Mathews Correlation matrix:
To do this, we first load the predicted probabilities for the evaluation set and assign classes based on an input threshold value determining the range for class = 1:
def score_model_measurement(probs,threshold):
predicted = np.array([1 if x > threshold else 0 for x in probs[:,0]])
return predicted
Once classes are assigned, the corresponding confusion matrix and MCC is calculated:
#Print confusion matric and calculate Matthews correlation coefficient (MCC)
def print_metrics(labels, scores):
conf = confusion_matrix(labels, scores)
print(' Confusion matrix')
print(' Score positive Score negative')
print('Actual positive %6d' % conf[1,1] + ' %5d' % conf[1,0])
print('Actual negative %6d' % conf[0,1] + ' %5d' % conf[0,0])
print('')
print('Accuracy %0.2f' % accuracy_score(labels, scores))
TP = conf[1,1]
TN = conf[0,0]
FP = conf[0,1]
FN = conf[1,0]
MCC = ((TP*TN) - (FP*FN)) / np.sqrt((TP+FP)*(TP+FN)*(TN+FP)*(TN+FN))
print('MCC = %0.2f' %MCC)
return MCC
The evaluation routine runs every single epoch and plots the following as a function of the epoch number:
- Training set loss (Sigmoid cross entropy)
- Evaluation set accuracy determined by Area Under Curve (AUC)
- Evaluation set MCC
Following the development of these parameters during the training allows us to determine the predictive power for the minority class, when further learning does not provide further improvement and when we start risking overfitting.
Hyper-parameters:
- Epochs: 60
- Training rate: 0.001
- Batch size: 40
- Shuffle: Yes
CNN Model #2
Model Architecture
Performance Evaluation Hyper-parameters:
- Epochs: 35
- Training rate: 0.001
- Batch size: 60
- Shuffle: Yes
Conclusion
Both architectures, which mostly differed in the number of features and nodes, showed similar prediction power achieving an accuracy(AUC) of ~0.94 and Mathews Correlation Coefficient around 0.57. For comparison, this is very similar to what we were able to achieve with gradient boosted trees on data from statistical analysis of the time signal. Nevertheless, the construction of the CNN solution was considerably less effort intensive as the CNN automatically extracts the features at a cost of longer training time. If we consider that human capital is more expensive than computing power, this metrics still comes in favour of the CNN.That being said, the ultimate goal is to use an ensemble of classifiers that will take a vote on the final class and further increase the predictive power.
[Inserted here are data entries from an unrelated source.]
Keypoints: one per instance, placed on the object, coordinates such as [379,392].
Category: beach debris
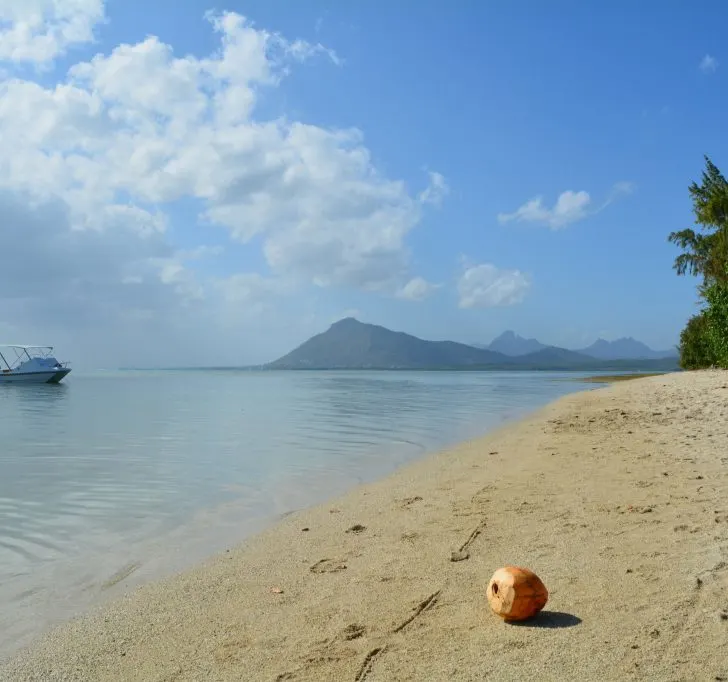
[366,666]
[328,566]
[353,631]
[516,593]
[459,555]
[408,501]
The main difference between the two architectures was in the training time where the model #1 required 255 seconds per 100 steps and model #2 required 150 seconds. Therefore, all other metrics being the same, model #2 would be more favorable as it is faster and requires less computing resources.
Looking at the evaluation plots vs training epoch, we can also estimate that there is very little to no improvement in running the training beyond epoch #40 and we only increase the risk of overfitting.
Example results:
Confusion matrix
Score positive Score negative
Actual positive 90 18
Actual negative 118 1952
Accuracy 0.94
MCC = 0.57
INFO:tensorflow:loss = 0.08221432, step = 10556 (150.680 sec)
INFO:tensorflow:global_step/sec: 0.241183